RIPLEY - On May 17, the future of Ripley's public library will be in the hands of voters from the school district.

After much deliberation and research, the Ripley Free Library board decided to become a District Library. This means that its funding will come from taxes paid by residents within the geographical school district area. The matter now goes to voters for approval.

Library Director Rhonda Thompson noted that, while the school district will collect the tax, the relationship with the school district ends there. ""We are completely independent of Ripley School District," she said. "They don't run us and we don't run them."

Article Photos

Photo by David Prenatt
Ripley Library board president Janet Skinner, left and library director Rhonda Thompson conduct a public information session about becoming a District Library.

Thompson and library board President Janet Skinner hosted one of several public informational meetings regarding the change on April 21 at the library. Thompson said that the change will allow the library not only to keep its current programming and operation, but to expand its services to the community.

The public library in the United States, which dates back to the early 1700's, was a repository for books, papers, and records. The public library of 2016 not only provides its patrons with books, periodicals, and papers, but also with printing and copying services, DVDs and books on tape, the use of up-to-date technology, and a variety of educational programs.

By the late 20th century, public libraries across the US faced budget shortfalls, due to funding cuts. Thompson explained that the Ripley library operates on budget of $28,600 from the town, $3,000 from the school, and fundraising efforts.

Materials, programs, technology upgrades, and utilities must be paid with a very limited budget, according to Skinner and Thompson. The trustees and staff are faced with offering limited hours, making cuts to material purchases, curtailing programs, including the children's summer reading program, eliminating technology upgrades and maintenance, and cutting the staff, which consists of three part-time employees.

"We always operate on a deficit," Thomson said. "By becoming a district library, we wo0ld not have to do that and we would become much more stable."

Becoming a district library would give the library a budget of $85,000, raised by a tax of $1.04 per $1000 assessed property value. However, noted Skinner, "We will lose town funding, so taxpayers will realize a decrease of $0.21 per thousand in the town tax.

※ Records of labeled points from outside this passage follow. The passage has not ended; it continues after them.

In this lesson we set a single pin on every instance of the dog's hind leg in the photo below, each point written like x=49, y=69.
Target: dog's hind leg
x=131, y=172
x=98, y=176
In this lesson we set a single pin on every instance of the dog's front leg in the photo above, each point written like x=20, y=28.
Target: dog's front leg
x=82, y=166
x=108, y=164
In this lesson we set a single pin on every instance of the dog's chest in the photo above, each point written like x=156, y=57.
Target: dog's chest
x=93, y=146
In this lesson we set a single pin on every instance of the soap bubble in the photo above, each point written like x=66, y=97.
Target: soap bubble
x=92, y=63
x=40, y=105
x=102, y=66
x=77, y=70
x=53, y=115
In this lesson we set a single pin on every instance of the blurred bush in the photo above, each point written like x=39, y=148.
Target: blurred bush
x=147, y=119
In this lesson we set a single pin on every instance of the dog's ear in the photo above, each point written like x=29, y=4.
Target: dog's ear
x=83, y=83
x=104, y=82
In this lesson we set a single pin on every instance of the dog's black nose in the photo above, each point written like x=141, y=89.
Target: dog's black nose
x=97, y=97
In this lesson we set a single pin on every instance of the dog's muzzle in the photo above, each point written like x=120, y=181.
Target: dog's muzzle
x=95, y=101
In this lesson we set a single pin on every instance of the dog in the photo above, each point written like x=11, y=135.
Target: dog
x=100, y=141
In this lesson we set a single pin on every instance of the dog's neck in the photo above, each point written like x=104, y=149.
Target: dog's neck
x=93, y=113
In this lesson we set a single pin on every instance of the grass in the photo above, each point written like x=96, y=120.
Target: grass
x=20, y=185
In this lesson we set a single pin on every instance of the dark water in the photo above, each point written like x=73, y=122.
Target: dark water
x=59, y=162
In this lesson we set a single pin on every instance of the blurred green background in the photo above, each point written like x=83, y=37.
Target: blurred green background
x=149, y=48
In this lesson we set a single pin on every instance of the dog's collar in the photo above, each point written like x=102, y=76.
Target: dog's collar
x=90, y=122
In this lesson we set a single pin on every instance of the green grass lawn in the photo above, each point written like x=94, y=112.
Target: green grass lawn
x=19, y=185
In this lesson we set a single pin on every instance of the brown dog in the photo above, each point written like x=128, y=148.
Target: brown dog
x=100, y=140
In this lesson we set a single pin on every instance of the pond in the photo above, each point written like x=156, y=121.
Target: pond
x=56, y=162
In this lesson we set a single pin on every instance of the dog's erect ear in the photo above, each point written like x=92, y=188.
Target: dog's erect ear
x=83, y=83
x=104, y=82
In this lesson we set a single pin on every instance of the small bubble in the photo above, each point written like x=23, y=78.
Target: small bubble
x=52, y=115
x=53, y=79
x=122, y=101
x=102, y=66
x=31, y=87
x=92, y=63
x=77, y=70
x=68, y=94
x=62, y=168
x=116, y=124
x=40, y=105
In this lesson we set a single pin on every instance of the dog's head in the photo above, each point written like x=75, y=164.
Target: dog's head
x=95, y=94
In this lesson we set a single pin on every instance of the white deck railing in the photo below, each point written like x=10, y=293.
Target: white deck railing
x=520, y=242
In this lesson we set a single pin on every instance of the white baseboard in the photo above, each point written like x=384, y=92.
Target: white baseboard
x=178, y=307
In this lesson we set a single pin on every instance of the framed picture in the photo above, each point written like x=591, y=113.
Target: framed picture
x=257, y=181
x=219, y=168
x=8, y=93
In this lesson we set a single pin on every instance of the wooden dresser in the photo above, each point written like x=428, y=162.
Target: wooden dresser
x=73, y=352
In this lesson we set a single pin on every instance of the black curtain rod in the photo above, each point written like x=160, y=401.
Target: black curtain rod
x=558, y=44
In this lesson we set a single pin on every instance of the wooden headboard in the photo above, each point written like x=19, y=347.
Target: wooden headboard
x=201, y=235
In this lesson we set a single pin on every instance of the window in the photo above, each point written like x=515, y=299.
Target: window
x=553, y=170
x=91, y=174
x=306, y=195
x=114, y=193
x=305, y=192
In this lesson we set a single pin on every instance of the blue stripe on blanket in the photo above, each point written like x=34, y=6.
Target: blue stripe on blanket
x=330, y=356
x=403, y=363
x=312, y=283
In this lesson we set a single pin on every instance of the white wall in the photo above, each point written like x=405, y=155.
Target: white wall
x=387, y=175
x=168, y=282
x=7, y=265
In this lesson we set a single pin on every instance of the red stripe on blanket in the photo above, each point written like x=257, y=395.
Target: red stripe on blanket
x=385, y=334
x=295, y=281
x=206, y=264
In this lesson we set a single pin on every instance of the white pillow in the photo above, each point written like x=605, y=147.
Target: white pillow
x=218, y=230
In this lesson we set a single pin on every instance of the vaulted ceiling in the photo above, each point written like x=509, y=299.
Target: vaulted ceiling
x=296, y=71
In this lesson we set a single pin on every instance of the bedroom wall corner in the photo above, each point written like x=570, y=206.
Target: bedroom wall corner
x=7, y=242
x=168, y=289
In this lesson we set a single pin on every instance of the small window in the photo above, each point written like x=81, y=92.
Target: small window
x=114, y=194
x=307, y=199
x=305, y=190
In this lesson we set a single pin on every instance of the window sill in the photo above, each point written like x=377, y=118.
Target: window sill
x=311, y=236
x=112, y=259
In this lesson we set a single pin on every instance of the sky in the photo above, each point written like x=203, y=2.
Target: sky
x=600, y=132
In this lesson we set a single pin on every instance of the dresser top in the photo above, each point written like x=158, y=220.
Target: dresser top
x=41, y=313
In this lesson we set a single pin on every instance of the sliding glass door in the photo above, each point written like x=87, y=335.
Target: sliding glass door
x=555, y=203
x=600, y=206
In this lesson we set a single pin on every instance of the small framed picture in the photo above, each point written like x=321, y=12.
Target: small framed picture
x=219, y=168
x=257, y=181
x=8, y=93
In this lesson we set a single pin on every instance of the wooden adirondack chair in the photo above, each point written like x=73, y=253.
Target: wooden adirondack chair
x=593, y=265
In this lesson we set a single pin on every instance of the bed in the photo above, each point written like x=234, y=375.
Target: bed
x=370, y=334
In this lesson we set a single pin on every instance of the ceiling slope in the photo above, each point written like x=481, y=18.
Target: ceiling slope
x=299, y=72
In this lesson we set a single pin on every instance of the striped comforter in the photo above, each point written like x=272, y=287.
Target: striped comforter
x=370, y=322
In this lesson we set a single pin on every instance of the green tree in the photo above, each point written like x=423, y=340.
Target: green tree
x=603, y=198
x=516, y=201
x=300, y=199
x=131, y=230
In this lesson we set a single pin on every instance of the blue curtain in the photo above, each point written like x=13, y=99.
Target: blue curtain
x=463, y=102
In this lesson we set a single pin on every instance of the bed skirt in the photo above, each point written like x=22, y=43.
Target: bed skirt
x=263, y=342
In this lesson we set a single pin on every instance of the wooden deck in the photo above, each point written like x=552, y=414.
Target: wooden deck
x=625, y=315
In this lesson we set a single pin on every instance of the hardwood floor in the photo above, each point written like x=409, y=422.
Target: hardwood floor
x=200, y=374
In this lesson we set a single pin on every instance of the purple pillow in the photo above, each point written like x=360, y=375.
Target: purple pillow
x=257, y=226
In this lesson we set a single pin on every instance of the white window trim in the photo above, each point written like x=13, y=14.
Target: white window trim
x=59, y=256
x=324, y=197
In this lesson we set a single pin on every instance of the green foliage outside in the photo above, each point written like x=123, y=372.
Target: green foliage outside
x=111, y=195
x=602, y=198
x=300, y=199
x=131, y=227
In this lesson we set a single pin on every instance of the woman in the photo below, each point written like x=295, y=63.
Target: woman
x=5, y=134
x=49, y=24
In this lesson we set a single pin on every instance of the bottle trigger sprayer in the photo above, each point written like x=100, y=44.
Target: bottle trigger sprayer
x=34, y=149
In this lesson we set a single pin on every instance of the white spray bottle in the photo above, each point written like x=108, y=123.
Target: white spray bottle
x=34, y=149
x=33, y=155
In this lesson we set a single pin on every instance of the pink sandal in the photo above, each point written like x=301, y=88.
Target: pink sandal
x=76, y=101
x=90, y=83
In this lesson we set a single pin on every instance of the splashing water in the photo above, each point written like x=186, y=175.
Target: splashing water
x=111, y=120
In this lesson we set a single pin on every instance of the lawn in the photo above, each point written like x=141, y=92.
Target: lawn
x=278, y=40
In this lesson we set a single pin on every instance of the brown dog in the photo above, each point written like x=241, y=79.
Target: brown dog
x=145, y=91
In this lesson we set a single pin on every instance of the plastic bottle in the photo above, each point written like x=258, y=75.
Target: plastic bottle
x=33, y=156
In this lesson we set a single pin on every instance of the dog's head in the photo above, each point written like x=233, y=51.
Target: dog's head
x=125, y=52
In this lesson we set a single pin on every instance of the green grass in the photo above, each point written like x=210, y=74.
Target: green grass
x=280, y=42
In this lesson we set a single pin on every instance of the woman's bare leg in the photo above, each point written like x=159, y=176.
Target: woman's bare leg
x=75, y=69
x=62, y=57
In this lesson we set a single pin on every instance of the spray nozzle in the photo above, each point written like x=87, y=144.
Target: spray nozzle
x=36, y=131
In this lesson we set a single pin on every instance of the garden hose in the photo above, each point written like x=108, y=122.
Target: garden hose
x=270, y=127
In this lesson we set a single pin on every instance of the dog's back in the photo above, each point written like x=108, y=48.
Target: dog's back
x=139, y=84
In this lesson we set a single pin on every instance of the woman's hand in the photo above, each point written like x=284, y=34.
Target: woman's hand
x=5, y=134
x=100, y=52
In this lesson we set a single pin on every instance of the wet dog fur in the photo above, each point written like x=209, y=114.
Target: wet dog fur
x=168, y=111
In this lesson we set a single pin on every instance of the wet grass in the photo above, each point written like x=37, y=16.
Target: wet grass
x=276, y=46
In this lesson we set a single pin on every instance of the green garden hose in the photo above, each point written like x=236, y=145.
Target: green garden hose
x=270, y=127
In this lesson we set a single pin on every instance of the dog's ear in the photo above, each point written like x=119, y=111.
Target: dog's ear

Therefore, the net effect will be an increase of $0.83 per thousand."

"The library will share the school district's boundaries, the library will live within its own tax cap, and the school district will collect the library's funding and turn it over to us," Thompson said.

Thompson indicated that in 2015, over 13,600 people visited Ripley Free Library and the computers were used 3,743 times. She noted that of the seven computers library patrons were accustomed to, only two are still in service.

Thompson said that the value of all library programs in 2015 has been estimated at $217,718. "These numbers show that Ripley needs the library, and we'd like to be able to give them [the patrons] more," she said.

Skinner noted that when a Library becomes a District, trustees are elected by school district voters. The district will be established by a vote of the school's district's residents and voters will elect seven library trustees.

The Board President and Library Director said that if approved, they hope to increase library hours of operation, increase internet bandwidth, give patrons a better wireless experience, increase the budget for new materials, purchase new technology, and offer enhanced printing and copying services.

Thompson noted that "One of the big blocks we have faced is that Ripley is fund-raised out. The Bicentennial Committee, the churches, and other groups all hold fund-raisers."

"The library itself will not be able to do fundraising if we become a Library district," said Skinner. "Friends of the Library can hold fund-raisers, but not the board," she added.

Thompson and Skinner said the vote is scheduled for Tuesday, May 17 from 2 to 8 pm at the school. They said the District proposal and the trustee elections will be separate items on the ballot.